Since just about everyone who would be interested in electronics has a decent cellphone now, there’s an idea that we don’t need USB or weird serial adapters anymore. Bluetooth LE is good enough for short-range communication, and there are a ton of boards and Kickstarter projects out there that are ready to fill the need.

[Michah] has built what is probably the lowest-spec and cheapest BTLE board we’ve ever seen. It’s really just an ATTiny85 – a favorite of the crowd that’s just slightly above Arduino level – and an HM-10 Bluetooth 4.0 Low Energy module.

This board was developed as a means to connect sensors for a vintage motorcycle to an iOS device for display and data logging. A small, cheap board was needed that could be powered by a LiPo battery, and [Micah] created a board that fit his needs perfectly.

Four of the six IO pins on the ‘Tiny85 are broken out on a pin header; two are used to communicate with the BTLE module. It’s simple, fairly cheap, and can be powered by a battery. Exactly what you need if you want a wireless sensor board. All the files can be found in the Git repo and everything is open source. Not bad.

26 thoughts on “An ATTiny Bluetooth Board

  1. I messaged the designer to see how his range is. Since the antenna is parallel to the PCB. I am using the HM-10 and HM-11 and I have the Antenna off the side of the PCB. There was a instructable about issues with range and the PCB but might be due to ground plain.

    1. I have not done any real empirical testing and was worried about the USB power crossing the antenna. But I haven’t noticed any degradation of range. Though my applications are all relatively close range, just a couple of meters max, so your mileage may vary.
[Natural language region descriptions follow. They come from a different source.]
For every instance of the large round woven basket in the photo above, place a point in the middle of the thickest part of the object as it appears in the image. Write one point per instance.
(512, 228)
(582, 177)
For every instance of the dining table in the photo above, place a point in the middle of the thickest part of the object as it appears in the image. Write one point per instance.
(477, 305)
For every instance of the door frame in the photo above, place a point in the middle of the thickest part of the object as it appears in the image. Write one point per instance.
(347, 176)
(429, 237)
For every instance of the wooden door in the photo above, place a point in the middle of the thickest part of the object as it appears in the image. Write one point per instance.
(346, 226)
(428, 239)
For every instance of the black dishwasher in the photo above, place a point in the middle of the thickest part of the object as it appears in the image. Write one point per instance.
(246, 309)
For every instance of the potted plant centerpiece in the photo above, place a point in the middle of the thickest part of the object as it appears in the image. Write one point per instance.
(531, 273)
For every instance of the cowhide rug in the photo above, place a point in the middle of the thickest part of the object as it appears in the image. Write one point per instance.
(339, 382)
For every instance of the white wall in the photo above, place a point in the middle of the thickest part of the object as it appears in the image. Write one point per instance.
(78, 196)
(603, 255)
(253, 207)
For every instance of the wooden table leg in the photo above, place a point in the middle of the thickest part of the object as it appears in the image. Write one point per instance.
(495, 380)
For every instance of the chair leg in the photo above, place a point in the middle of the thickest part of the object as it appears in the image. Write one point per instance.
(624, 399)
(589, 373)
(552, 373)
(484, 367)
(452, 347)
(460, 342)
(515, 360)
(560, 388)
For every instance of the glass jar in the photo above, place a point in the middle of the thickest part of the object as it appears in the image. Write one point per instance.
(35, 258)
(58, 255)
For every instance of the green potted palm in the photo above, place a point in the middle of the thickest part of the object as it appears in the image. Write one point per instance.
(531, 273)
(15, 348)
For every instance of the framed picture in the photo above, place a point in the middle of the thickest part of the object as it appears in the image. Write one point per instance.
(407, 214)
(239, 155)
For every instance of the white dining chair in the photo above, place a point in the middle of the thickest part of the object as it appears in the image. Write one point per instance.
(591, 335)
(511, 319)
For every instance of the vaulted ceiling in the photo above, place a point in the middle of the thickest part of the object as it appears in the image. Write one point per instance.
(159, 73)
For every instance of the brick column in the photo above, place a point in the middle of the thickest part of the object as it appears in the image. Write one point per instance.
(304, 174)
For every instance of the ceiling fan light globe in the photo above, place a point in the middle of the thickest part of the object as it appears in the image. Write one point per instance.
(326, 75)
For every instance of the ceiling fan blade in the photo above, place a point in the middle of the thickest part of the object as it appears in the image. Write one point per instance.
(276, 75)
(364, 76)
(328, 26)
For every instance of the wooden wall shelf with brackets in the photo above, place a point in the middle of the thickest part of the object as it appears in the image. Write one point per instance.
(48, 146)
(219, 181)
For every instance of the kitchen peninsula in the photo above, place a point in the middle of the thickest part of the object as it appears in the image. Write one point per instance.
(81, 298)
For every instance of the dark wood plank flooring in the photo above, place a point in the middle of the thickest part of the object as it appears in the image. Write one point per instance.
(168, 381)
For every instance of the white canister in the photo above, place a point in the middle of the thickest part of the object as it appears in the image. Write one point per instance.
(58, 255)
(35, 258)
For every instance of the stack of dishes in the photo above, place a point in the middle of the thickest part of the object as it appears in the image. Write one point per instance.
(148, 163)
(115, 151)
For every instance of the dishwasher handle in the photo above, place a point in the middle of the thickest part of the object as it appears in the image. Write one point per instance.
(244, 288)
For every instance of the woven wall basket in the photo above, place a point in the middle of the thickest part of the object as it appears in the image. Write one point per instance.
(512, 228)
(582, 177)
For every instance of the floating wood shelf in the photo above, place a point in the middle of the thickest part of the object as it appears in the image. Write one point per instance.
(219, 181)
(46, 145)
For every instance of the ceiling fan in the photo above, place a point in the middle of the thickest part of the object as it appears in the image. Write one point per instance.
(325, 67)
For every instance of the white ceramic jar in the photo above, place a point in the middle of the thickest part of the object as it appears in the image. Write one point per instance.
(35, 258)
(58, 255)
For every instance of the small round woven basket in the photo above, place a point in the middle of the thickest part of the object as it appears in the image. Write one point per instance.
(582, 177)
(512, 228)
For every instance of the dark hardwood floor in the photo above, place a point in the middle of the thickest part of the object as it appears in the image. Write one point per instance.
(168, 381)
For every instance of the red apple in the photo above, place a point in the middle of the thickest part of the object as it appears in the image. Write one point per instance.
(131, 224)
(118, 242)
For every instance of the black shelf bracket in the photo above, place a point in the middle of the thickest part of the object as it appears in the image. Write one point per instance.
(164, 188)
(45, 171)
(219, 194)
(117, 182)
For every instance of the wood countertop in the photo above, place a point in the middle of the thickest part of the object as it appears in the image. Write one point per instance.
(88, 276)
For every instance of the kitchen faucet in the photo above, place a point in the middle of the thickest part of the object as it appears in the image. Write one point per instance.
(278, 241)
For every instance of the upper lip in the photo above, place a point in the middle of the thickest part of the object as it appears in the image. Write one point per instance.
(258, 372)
FYI: with the HM-10 you can bump the antenna power, I have my personal projects set pretty low to conserver battery life…

    1. Be warned these don’t have standard 2.54mm headers so you need a custom PCB or some non standard cables to break it out.

      Also not managed to program mine, tried using the programmer built into the STM and Gecko dev boards but they wouldn’t communicate!

    1. Seriously. What is that even supposed to mean? The tiny85 has a fully-featured AVR core, it just doesn’t have as many integrated peripherals or as much memory as the larger chips.

        1. OMG I was just about to say that. Last post I made that was slightly negative about Benchoff got deleted. How did yours make it though? By the way the ATtiny 85 is compatible with the Arduino IDE.

    1. I got a lot of inspiration from that project. The biggest differences with this project is there is a USB power and charging circuit (using a MAX1555) , LiPo JST PH connector (for a battery), and the ATTiny85 is a DIP package instead of SMD (for easier hacking).

      1. Did you ever think you should have given proper credit to Ladvein then? Open Source? Screw that right? Sad. Sad. Sad. Reading about and borrowing ideas from others is how I learn too, but I’m sure to credit them when credit is due. You sir can sod right off.

        1. Wow! Internet is cruel! I was well into my project well before ever running across Ladvein’s project. His project just confirmed a lot of my design decisions. Ladvein is super awesome, but I don’t think feel I need to explicitly credit every website I had come across.

          1. Yea, funny thing… one minute you were heavily inspired by it the next you were just passing through and ran across it. Why credit anyone ever, right? Especially super awesome people you learned from.

        2. it’s just a BLE module connected to an AVR. these things have been done before. it’s not like either invented something brand new and novel and patentable. the “story” here is the level of documentation and simplicity. Ladvein’s board looks like it would be harder to use, since you’d have to move solder blobs to reprogram it. Michah’s design is cleaner, and not really inspired by Ladvein’s from the looks of it.